Cuando un político falta a su cita con los vecinos de San Felipe Otlatepec y la banda de música que le iba a dar la bienvenida se dispersa, tras aguardarlo varias horas, el afanoso Armancio, encargado de la tuba, se da el gusto de quedarse tocando a solas bajo el calcinante sol. Después de todo, no va a permitir que un político que falta a su palabra le eche a perder los grandes esfuerzos que ha invertido ensayando con su instrumento durante tantas noches en vela, en su apartado jacalito, lidiando con los maullidos de los gatos y atendiendo a su bebé como padre soltero. De esto se ocupa el muy convincente corto La bienvenida, de Fernando Eimbcke, con el que comienza el filme Revolución (Canana, 2010), que reúne los trabajos de diez cineastas mexicanos.
La película se exhibió este domingo, a las 21:00 horas, en dos salas de Cinépolis Morelia centro.


Dispareja, como toda película colectiva, Revolución ofrece a cambio de sus desniveles diez miradas honestas y, en ese sentido, directas e inconfundibles. Por ejemplo, Carlos Reygadas (en Este es mi reino), no podía sino ofrecer un testimonio a medio camino entre el documental y la ficción, al registrar el desarrollo de una fiesta en Tepoztlán, en la cual se funden visitantes y lugareños y muestran algunos colores de nuestra identidad nacional actual. A su vez, Rodrigo Plá (30-30), no podía sino irse por el lado de la denuncia panfletaria, mientras que Amat Escalante (El cura Nicolás colgado) resuelve una historia de contrastes y zarpazos irónicos entre un pasado de luchas revolucionarias y un presente sembrado de franquicias trasnacionales.
En términos de problematización argumental y de estudio de personajes, yo definitivamente me quedo con el bellísimo corto Tienda de raya, de Mariana Chenillo, que aparece justo a la mitad de la película. La realizadora de la excelente Cinco días sin Nora (2008) sabe aprovechar, ya con humor, ya con crueldad, todas las vulnerabilidades y fortalezas del personaje de Yolanda en el supermercado del que es empleada.


Por otro lado, desde un asunto de sintaxis visual, la obra notable del filme es Séptima avenida y Alvarado (a la que corresponde la imagen, arriba de estas líneas), de Rodrigo García.
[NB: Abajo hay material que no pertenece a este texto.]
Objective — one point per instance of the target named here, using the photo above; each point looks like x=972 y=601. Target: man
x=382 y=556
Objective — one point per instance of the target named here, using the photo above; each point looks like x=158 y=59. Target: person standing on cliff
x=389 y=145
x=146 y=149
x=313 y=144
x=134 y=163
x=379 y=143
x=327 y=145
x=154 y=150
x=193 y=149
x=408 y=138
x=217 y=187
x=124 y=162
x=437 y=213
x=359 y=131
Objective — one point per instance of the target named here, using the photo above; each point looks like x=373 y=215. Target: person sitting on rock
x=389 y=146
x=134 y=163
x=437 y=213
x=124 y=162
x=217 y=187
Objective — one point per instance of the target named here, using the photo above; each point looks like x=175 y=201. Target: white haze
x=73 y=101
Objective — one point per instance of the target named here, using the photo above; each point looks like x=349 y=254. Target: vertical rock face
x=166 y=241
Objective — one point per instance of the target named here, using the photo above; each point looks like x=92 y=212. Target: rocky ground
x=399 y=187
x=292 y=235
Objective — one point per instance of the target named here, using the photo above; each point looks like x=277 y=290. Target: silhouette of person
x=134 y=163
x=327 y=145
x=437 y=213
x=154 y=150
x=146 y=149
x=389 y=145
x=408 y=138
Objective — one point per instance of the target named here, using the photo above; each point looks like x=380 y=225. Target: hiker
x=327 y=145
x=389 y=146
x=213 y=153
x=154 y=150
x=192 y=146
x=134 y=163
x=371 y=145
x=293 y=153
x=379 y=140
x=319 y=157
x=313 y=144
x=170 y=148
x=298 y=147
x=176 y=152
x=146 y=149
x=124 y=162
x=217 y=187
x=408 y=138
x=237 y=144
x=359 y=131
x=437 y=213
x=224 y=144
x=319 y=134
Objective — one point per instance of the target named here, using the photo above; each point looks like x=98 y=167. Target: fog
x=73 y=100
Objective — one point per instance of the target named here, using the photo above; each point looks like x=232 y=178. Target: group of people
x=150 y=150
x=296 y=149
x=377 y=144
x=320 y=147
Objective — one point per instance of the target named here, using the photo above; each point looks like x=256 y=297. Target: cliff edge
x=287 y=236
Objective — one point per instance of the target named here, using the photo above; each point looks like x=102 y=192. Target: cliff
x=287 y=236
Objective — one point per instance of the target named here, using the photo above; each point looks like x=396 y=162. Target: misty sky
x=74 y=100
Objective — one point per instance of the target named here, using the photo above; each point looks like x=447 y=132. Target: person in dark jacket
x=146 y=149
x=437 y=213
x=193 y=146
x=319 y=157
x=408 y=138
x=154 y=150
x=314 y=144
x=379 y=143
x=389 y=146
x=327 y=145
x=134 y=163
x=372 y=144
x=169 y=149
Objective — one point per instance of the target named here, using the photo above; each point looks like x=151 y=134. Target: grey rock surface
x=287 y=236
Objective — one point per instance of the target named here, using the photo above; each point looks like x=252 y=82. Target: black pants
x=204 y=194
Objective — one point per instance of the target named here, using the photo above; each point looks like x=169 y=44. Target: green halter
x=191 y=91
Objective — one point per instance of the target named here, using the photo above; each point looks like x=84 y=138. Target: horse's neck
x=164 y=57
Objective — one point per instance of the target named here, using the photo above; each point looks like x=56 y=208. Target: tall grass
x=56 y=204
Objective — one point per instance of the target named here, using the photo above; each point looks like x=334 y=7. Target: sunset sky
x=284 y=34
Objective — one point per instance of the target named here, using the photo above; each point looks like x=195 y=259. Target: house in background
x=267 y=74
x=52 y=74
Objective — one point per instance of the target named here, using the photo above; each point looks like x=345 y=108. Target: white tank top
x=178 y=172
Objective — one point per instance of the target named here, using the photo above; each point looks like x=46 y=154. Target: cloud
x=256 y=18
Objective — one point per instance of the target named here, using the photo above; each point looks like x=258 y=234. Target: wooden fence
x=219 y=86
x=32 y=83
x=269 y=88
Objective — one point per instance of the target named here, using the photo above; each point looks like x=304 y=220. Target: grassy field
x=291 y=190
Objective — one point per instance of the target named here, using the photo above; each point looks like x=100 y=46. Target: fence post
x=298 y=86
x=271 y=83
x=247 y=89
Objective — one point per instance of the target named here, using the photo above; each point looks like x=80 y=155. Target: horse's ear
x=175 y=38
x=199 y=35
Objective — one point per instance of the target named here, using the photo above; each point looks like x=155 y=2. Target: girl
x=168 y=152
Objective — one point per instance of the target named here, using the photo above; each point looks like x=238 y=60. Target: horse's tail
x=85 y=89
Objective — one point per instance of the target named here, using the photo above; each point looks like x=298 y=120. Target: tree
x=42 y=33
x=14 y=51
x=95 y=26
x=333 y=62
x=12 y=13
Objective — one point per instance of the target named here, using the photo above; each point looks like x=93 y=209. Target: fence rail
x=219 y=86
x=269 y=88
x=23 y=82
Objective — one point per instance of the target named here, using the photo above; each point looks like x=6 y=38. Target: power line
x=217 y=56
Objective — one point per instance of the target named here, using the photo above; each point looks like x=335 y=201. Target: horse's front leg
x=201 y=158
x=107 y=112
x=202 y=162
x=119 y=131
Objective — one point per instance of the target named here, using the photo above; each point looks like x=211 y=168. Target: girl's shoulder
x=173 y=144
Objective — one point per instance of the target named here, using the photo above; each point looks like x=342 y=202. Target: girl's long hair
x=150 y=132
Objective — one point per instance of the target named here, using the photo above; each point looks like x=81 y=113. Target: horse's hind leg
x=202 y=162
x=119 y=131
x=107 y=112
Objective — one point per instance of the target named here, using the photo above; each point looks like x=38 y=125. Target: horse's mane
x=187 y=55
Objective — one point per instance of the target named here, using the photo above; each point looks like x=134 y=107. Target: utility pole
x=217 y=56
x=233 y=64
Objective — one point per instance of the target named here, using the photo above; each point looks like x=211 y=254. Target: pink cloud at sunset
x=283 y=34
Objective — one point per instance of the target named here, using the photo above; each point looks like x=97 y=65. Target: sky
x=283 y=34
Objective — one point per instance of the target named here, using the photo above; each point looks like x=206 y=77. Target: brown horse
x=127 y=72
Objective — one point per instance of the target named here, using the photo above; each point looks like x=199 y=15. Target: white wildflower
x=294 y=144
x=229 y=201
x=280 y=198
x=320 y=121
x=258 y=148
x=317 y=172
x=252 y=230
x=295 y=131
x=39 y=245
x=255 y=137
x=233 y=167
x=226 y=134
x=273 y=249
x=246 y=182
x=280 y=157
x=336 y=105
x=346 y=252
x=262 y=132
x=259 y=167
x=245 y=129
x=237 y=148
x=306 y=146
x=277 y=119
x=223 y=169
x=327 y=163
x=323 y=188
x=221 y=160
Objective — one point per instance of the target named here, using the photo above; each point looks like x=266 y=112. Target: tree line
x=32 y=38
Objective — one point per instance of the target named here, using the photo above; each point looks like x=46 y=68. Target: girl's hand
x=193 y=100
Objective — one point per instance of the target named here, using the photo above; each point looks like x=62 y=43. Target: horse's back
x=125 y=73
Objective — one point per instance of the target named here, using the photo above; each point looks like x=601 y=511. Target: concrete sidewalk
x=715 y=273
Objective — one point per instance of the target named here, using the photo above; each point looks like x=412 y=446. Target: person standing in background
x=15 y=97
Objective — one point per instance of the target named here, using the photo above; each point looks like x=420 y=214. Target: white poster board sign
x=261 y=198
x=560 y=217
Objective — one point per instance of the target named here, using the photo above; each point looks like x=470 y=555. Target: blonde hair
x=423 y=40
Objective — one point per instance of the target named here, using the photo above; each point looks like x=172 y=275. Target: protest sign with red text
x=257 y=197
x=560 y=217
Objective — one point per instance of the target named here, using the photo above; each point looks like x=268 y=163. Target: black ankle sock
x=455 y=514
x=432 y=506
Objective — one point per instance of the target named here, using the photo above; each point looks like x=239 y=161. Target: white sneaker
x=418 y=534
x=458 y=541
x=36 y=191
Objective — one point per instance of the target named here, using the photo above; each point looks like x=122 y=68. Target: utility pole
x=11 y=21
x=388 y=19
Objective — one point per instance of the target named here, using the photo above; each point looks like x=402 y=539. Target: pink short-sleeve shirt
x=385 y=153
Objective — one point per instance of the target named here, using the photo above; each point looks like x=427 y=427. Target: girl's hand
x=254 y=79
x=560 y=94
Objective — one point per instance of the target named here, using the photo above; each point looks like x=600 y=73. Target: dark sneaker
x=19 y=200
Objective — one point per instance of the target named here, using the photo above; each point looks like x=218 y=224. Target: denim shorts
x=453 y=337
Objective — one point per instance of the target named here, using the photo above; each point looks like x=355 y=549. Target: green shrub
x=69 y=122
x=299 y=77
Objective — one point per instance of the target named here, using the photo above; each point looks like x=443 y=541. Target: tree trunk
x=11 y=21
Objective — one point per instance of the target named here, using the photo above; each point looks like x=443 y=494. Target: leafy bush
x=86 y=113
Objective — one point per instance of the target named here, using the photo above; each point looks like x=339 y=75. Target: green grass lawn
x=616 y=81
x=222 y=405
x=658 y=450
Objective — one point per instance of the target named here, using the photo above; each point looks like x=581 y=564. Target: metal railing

El segmento bajo su responsabilidad no tiene un solo diálogo. Todo es discurso de la imagen, acompañado por una cuidadísima edición de audio y de una banda sonora en cressendo que consigue una poderosa epifanía allí donde todo había comenzado como una esquina común y cotidiana del centro de Los Ángeles.
Otros momentos del filme están dominados por un humor ágil y agridulce (Lindo y querido, de Patricia Rigger, que también anoto entre mis cortos favoritos y al que corresponde el fotograma debajo de este párrafo) por su agilidad y su humor; por tempranas dudas metafísicas que imponen drásticos cambios de punto de vista (Lucio, de Gael García Bernal); por tibios e indecisos conformismos (Pacífico, de Diego Luna), y por descarnadas fábulas de alevosía y revanchismo (R-100, de Gerardo Naranjo).


No está mal. Sobre todo por la fidelidad de cada realizador a sí mismo. No hay el menor disimulo, ni en la complacencia ni en el rigor. Un filme colectivo que radiografía el temperamento y el grado de agudeza de una importante camada de cineastas de nuestro momento.